Last week, the state owned Russian energy company Gazprom reached a deal with five other major EU energy companies to construct the Nord-Stream 2 pipeline. The pipeline will lay under the Baltic Sea and it will connect Russia to Germany. Nord-Stream 2 will be one of the longest offshore gas pipelines in the world. However, it will also be one of the EU’s biggest mistakes if it allows the project to proceed.
The EU should halt its deal with Gazprom for several reasons.
First, the Russian owned pipeline project would undermine existing sanctions against the Kremlin and the oligarchs that surrounded President Putin during his annexation of Crimea. If the Nord-Stream 2 can clear its remaining judicial hurdles to begin construction, then the EU will lose a great deal of its leverage and power over Russia. Many of the oligarchs surrounding Putin are also the same people linked to the Russian owned Gazprom Company. Therefore, the EU is weakening its own sanctions against some of the most powerful and influential people in the Kremlin. The result will be a less credible and committed EU to punishing President Putin for his illegal transgressions and annexations in Ukraine.

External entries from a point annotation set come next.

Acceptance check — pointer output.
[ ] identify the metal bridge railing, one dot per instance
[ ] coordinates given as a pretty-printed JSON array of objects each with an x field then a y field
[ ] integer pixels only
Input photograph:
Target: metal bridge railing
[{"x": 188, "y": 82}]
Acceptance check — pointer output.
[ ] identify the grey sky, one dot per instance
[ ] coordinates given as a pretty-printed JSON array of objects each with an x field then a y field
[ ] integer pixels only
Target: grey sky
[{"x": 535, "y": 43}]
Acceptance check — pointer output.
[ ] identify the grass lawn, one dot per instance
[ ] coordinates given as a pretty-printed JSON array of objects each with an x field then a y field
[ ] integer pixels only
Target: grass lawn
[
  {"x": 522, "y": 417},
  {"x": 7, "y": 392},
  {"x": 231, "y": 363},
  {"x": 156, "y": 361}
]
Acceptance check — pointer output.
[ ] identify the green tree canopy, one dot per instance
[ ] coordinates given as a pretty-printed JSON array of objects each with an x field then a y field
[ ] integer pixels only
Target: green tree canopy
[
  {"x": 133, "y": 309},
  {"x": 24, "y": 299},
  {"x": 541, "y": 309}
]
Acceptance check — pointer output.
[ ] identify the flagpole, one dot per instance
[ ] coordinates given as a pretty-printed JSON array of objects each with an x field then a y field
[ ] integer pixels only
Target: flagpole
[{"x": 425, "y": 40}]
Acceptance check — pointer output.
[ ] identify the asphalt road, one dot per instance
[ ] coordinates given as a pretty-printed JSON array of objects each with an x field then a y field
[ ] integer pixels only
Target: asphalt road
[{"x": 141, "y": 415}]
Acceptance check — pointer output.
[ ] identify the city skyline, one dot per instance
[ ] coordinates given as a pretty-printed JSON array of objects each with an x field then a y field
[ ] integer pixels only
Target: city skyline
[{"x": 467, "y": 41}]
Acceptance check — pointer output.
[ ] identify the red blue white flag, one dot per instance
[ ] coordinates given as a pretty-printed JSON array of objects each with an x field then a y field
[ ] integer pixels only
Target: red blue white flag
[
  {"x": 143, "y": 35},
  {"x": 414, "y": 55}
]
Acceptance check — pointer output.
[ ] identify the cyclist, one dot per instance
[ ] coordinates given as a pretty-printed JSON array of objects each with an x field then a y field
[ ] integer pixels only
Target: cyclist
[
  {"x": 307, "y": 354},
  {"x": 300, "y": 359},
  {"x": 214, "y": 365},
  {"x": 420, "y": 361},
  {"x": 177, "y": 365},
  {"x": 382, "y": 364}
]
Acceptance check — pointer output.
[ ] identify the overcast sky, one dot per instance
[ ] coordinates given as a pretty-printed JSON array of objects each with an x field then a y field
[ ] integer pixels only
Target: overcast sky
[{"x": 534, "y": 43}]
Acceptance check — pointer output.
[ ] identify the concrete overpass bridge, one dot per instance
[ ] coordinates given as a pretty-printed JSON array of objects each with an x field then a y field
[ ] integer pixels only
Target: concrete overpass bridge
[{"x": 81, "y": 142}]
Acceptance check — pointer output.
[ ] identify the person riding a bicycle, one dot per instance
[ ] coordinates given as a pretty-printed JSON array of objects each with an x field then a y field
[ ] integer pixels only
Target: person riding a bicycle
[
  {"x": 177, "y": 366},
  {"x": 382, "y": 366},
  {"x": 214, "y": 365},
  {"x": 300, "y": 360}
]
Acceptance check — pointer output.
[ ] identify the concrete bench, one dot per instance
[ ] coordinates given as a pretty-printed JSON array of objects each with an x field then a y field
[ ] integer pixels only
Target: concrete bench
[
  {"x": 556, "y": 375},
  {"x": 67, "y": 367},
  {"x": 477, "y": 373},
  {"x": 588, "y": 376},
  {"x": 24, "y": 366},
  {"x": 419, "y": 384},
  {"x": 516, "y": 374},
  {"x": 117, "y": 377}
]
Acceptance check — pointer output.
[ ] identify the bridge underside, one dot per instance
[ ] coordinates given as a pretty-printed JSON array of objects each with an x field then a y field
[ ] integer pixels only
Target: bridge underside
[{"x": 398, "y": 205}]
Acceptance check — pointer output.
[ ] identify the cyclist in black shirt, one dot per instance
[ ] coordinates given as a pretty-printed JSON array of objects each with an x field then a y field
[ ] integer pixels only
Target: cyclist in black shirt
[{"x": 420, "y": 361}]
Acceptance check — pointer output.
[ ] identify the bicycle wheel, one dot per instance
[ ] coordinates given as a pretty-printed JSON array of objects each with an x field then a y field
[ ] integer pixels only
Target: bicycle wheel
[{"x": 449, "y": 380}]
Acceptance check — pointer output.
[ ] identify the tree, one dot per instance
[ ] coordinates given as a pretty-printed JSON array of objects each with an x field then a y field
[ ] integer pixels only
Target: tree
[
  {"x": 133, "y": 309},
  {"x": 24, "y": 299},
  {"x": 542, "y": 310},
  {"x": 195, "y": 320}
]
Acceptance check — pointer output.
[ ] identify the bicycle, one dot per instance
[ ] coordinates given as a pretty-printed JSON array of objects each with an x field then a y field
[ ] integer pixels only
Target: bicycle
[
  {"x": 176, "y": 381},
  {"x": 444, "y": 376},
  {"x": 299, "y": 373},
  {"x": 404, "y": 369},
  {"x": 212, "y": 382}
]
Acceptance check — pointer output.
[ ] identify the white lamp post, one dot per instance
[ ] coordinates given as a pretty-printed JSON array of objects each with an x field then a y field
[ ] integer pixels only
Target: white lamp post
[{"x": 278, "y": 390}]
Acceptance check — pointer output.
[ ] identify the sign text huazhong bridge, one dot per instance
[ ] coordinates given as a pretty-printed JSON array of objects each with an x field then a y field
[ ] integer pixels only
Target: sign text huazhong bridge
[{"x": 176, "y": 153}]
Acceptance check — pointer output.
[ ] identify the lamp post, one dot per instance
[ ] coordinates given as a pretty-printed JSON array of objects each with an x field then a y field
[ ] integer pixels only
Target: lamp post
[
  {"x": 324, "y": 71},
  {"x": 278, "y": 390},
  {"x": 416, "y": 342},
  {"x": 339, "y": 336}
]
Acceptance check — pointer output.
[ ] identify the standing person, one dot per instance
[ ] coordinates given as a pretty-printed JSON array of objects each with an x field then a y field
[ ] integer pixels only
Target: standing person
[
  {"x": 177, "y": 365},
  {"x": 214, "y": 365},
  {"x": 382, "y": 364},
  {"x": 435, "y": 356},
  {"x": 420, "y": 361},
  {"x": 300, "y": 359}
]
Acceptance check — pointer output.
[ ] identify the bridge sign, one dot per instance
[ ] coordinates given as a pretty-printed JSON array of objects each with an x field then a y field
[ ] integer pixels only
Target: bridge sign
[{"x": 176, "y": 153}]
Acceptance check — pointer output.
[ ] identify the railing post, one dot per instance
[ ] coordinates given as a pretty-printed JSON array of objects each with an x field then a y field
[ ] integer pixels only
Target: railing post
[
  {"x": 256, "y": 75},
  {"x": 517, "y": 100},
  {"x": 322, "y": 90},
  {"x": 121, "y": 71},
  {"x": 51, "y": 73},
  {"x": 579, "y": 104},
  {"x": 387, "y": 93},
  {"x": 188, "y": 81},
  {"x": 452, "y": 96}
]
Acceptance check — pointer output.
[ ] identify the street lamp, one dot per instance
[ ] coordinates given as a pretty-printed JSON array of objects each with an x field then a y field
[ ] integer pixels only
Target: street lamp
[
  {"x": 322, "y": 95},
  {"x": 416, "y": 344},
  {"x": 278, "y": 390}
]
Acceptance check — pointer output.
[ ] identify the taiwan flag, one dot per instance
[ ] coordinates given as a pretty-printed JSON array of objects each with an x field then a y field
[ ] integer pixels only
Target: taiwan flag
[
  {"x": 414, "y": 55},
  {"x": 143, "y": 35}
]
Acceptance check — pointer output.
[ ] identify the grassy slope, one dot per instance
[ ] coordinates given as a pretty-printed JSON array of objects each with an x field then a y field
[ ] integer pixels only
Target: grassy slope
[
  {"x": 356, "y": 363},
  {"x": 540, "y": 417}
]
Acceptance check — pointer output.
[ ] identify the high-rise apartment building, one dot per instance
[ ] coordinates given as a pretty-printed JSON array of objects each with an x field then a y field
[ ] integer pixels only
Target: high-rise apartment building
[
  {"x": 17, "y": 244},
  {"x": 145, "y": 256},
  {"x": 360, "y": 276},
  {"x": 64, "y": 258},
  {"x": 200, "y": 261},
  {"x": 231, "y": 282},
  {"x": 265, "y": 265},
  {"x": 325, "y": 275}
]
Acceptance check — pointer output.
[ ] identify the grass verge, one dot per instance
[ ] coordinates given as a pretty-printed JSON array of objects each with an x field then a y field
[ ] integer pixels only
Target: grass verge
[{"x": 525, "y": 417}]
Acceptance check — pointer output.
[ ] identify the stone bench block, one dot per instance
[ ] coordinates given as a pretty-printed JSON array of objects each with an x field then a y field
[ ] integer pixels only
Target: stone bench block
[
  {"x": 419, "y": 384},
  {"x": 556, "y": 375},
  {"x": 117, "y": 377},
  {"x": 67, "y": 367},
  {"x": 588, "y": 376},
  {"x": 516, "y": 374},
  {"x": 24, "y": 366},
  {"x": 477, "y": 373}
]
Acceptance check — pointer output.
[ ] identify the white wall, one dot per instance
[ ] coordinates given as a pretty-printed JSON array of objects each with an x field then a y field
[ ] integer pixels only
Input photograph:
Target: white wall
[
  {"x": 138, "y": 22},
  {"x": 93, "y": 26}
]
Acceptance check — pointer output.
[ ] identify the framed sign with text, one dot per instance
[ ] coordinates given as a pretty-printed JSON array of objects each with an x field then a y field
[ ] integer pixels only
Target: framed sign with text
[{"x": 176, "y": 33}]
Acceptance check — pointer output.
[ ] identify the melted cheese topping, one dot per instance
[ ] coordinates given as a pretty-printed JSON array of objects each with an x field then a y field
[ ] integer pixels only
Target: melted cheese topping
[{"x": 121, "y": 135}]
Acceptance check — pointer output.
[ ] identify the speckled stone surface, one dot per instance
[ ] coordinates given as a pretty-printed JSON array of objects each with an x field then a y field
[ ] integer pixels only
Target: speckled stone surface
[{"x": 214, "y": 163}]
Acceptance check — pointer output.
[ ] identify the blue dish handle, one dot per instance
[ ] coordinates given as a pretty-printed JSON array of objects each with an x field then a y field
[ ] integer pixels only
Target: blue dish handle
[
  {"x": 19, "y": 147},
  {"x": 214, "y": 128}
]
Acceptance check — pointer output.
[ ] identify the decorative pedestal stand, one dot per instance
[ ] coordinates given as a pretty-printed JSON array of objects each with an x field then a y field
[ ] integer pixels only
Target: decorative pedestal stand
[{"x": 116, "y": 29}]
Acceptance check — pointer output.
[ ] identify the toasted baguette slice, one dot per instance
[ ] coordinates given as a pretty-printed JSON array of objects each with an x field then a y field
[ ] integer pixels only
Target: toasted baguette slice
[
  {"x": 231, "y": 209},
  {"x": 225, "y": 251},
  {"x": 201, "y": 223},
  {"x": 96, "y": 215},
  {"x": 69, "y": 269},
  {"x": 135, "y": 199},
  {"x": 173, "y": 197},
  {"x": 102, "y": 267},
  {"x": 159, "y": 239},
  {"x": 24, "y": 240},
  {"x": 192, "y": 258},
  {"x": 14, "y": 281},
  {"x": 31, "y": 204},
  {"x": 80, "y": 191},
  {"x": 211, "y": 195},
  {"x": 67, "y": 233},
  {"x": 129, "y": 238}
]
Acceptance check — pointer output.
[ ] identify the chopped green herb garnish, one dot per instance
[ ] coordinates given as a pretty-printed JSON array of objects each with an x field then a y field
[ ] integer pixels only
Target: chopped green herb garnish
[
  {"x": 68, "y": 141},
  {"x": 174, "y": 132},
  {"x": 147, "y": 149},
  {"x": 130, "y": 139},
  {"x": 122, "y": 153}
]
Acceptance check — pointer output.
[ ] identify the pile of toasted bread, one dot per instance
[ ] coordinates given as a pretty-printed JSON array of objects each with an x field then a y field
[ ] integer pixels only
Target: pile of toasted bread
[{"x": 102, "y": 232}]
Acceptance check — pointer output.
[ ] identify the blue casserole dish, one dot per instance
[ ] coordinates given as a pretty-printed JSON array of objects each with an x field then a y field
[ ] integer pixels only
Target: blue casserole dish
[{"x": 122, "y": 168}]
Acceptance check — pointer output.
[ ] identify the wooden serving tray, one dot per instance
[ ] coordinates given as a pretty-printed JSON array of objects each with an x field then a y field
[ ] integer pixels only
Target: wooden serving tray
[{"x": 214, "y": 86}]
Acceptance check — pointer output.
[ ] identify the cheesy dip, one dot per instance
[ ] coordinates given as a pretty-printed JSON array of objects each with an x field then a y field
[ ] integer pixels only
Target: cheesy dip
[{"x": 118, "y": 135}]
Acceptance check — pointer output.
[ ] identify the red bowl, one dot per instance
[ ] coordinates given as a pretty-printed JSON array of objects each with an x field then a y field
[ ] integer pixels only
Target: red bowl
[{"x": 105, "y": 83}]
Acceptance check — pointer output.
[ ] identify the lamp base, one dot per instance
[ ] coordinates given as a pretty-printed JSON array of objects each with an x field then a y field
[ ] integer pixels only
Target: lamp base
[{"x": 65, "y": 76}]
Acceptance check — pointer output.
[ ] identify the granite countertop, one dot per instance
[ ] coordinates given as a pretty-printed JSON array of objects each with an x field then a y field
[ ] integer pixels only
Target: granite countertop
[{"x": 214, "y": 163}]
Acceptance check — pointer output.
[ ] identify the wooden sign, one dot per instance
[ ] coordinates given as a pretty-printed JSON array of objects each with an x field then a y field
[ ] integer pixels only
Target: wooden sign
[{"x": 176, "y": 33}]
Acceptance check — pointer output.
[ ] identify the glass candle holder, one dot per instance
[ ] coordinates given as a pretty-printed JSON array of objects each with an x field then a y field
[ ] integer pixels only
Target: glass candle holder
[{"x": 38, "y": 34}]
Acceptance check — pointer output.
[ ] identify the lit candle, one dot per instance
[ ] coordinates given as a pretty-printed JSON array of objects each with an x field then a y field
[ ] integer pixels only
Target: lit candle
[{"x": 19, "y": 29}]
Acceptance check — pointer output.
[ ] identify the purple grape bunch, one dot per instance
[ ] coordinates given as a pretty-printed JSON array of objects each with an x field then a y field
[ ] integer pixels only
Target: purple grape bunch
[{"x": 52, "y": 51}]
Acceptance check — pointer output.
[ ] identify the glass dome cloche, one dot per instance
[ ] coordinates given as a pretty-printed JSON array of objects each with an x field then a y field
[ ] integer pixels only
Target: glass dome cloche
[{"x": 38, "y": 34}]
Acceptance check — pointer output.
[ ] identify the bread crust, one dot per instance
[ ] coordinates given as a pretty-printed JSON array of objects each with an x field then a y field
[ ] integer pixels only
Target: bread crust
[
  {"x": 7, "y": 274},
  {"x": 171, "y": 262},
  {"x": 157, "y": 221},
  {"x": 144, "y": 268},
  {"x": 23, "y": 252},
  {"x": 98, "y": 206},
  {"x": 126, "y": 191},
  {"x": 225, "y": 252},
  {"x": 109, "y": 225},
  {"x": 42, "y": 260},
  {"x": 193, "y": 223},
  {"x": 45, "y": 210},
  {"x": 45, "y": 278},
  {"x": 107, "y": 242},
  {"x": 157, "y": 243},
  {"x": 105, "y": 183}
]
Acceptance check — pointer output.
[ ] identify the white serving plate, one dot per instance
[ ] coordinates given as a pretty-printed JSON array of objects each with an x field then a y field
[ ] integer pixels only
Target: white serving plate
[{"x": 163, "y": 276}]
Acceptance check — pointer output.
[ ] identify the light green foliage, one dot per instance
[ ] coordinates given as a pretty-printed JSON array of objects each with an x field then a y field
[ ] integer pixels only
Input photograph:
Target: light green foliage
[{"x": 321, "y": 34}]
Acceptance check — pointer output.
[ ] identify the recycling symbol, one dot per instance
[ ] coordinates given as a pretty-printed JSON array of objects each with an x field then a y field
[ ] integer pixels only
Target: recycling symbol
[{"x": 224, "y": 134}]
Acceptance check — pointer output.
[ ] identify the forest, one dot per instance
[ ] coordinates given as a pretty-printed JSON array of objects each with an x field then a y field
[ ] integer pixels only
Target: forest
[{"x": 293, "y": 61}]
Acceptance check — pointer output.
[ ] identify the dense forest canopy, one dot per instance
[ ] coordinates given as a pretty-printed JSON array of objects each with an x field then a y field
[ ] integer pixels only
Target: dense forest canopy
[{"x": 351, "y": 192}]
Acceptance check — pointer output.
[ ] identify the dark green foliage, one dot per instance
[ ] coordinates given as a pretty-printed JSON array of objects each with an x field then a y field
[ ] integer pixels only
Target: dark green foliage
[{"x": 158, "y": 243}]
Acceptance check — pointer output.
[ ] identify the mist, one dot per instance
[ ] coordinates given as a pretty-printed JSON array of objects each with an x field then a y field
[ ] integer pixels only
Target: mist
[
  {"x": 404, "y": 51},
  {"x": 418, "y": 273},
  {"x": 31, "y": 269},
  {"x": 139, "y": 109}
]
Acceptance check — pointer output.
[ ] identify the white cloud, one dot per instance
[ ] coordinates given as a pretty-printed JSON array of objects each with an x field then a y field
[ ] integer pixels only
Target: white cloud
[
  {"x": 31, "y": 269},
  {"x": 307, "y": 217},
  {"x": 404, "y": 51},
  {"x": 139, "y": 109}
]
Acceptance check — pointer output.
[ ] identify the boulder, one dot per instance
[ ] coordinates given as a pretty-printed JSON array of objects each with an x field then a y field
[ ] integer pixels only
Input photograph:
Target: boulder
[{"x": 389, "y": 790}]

Second, the pipeline will only serve to create greater dependence on cheap Russian energy in Europe, thereby giving Moscow increased leverage over the EU. In the past, Russia has used lucrative energy deals to lure and then manipulate countries into doing business with Kremlin. Akin to an energy addict, Russia supplies cheap natural gas upfront and then raises its price or refuses to provide service to leverage Russian interests. For example, Russia used its cheap supply of energy to inflict harm against Ukraine in 2009, and again in 2014. The Kremlin has also taken similar measures against Belarus, and it controls a disproportionate amount of the oil and gas supplied to many of the European, and central Asian countries as well.
Third, in combination with other pipeline projects such as South Stream, the Kremlin is decoupling its energy interests from its own manufactured conflict in Ukraine. Russia could be simply separating its interests because it fears losing control over the Soyuz and Brotherhood pipelines in Ukraine. However, it is more likely that by constructing alternative pipelines into Europe, Russia can more freely manipulate and cut off energy flows to Ukraine without also affecting its other European customers as well. Once the project is completed, the Kremlin can punish and manipulate Kiev without also disturbing other European countries as the conflict in the Donbas simmers into yet another Russian ‘cold-conflict.’
Russia is very astute in its observance of the greater EU hierarchy. Instead of employing its active measures campaign against every European country on a bilateral basis, Russia is attacking the EU keystone – Germany. It is of little surprise that Nord-Stream 2 is flowing directly into Germany – directly to the EU’s heart and its monetary backbone. The Kremlin will play off Berlin’s desire to be a leader in Europe and it will try to create maximum leverage over Germany as a result. Once Germany begins to export the cheap Russian energy throughout the EU, other countries will become dependent upon Germany in the same manner that Germany is now dependent upon Russia to continue its supply. In Germany’s attempt to remain the EU’s leader and backbone, Berlin will capitulate to Moscow’s demands.